JPP: It’s money. The bigger brands have to be here if they want to exist. The idea of Paris without fashion doesn’t exist. But it is kind of hard to grow in fashion when you are very young here. Everywhere else, it does not matter how old you are, if you try, people will respect you. Vetements or Pigalle started selling outside of France. At the end of the day what is worn in the streets from Pigalle collection here is tee-shirts and hoodies. After their second show, Vetements was used in a huge photo shoot with i-D in England, it took a bit longer in France. It’s different for brands like Jacquemus or Anthony Vacarello and Ami which might be the only brands young and promoted these past season, except Pigalle and Vetements.
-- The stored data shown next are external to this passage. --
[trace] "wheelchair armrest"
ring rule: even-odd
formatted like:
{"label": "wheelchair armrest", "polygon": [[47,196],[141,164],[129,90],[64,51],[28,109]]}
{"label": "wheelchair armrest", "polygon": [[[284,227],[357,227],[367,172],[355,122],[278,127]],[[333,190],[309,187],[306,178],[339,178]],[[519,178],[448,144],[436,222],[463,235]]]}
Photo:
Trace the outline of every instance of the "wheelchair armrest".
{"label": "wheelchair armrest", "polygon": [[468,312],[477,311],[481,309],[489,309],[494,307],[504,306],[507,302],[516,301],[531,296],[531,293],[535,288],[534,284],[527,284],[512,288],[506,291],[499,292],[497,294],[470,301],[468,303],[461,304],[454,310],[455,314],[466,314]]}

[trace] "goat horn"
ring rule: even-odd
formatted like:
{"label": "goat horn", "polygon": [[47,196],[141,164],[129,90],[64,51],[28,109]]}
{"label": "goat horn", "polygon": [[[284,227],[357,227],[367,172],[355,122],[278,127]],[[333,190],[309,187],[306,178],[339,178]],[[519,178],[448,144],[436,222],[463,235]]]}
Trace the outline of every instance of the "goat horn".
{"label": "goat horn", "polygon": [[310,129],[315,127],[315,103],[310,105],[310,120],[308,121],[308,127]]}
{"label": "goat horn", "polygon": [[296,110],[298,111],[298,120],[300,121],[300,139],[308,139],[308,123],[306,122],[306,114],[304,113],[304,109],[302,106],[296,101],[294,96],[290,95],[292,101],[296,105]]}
Fashion here does not go and source out people of schools like it is done in England.

(C) What is the prevailing look on the streets of Paris ?

JPP: There is a divide between street and high-end people who dress from head to toe in big brands will see an army of others doing the same because fashion has become to accessible. The streets of Paris will show you a multitude of people who want to be attractive and therefore fit into a norm of street culture or whatever adaptation of whatever version of upper or higher class they fit in. French celebrities on TV often don’t get help from the industry unless they are internationally known. The way you look in this city doesn’t mean as much as people think it does because if you have money it doesn’t matter. There are groups for every scene, be it street, middle class or upper class and codes that people stick to. If you live in Paris and you look around your group of friends you will either find yourself surrounded by people who look, talk, and dress like you and work in the same “type of job”. It is because everyone in this city works to live there. And then there is the huge group of people who keep the actual city going -- the suits and the poor. Poverty is a huge problem in Paris.

(C) What makes Paris so special ?

JPP: Good or bad it’s like a fairy tale, City of Light. My first week here, I remember partying at a Wooded showcase at la Tour Eiffel, then going to the Prada Party. The city allows the things to happen. Energy is still here, in a romantic notion that I liked very much.